Le secteur bio réclame plus de financements
·Plusieurs associations vont s’entretenir avec le ministre de l’Agriculture pour l’avertir de la gravité de la situation
L’inquiétude règne dans la filière biologique. "On ne va pas pouvoir continuer longtemps comme ça", avoue Tomas Ergi, membre de l’association BLE (Biharko Lurra Elkartea). C’est pour le lui faire savoir que les associations de producteurs bio ont pris rendez-vous avec le ministre de l’Agriculture Michel Barnier. Le manque d’implication du Gouvernement français y sera abordé.

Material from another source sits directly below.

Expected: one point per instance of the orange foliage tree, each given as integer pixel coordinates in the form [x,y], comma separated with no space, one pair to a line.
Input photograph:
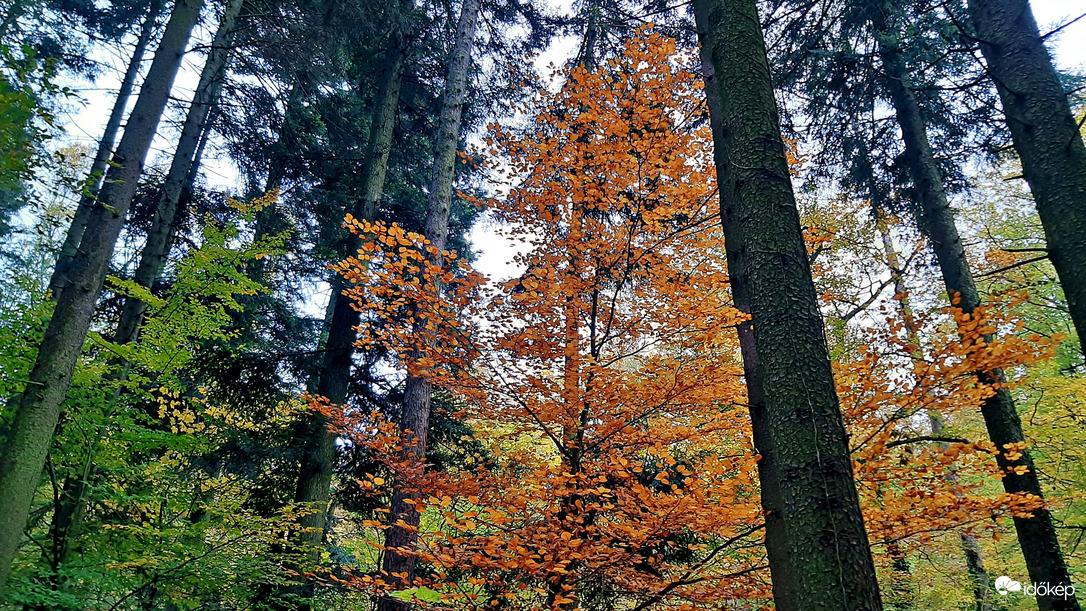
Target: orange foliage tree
[604,381]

Le ministre recevra ces associations le 13 et 20mai, puis lors d’un autre rendez-vous en juin. Que ce soit BLE, Bio d’Aquitaine ou la FNAB (Fédération Nationale de l’Agriculture Biologique), toutes ces structures ont une situation financière délicate, "car l’accès au financement est difficile", précise Tomas Ergi.
Grand écart
Sur ce point, ces associations comptent surtout sur le soutien du Conseil régional d’Aquitaine, mais voudraient que l’Etat investisse davantage. "Il y a un grand écart entre les discours des élus de tous les bords, puisque tout le monde s’est mis au bio, et les moyens mis en ¦uvre", s’inquiète Ergi.
Le gouvernement a annoncé que pour 2012, 6% de la surface agricole devait être biologique, or, le budget attribué au bio correspond à 0,5 % du budget global destiné à l’agriculture. En attendant, les associations créées pour dynamiser et développer ce type de production se voient refuser les subventions. Le membre de BLE a donné l’exemple des aides distribuées par les fonds de l’Union Européenne, par la FEADER, "la complexité administrative fait qu’en 2007 notre demande a été bloquée". Le dossier présenté en partenariat avec l’INRA a également été écarté par le Fonds Professionnel Agricole. BLE multiplie donc les demandes, mais elle doit surmonter des critères d’attribution de plus en plus rigoureux. En conséquence, le déficit budgétaire structurel est de 24euros en 2007. Le tableau n’est pas aussi sombre lorsqu’il s’agit de la reconnaissance de l’agriculture bio par les exploitants et les consommateurs.
Bons résultats
Elle aussi membre de l’association, Maritxu Castillon s’est réjouie de la reconnaissance des qualités de ce type de production. Ainsi, BLE souligne les bons résultats techniques constatés dans les fermes. De plus en plus d’exploitants adhèrent à l’agriculture bio (75 producteurs certifiés en Pays Basque) et la consommation croît, signe d’une confiance accordée par les consommateurs. Mais cela ne suffit pas. "De plus en plus de collectivités nous demandent des produits que nous ne disposons pas.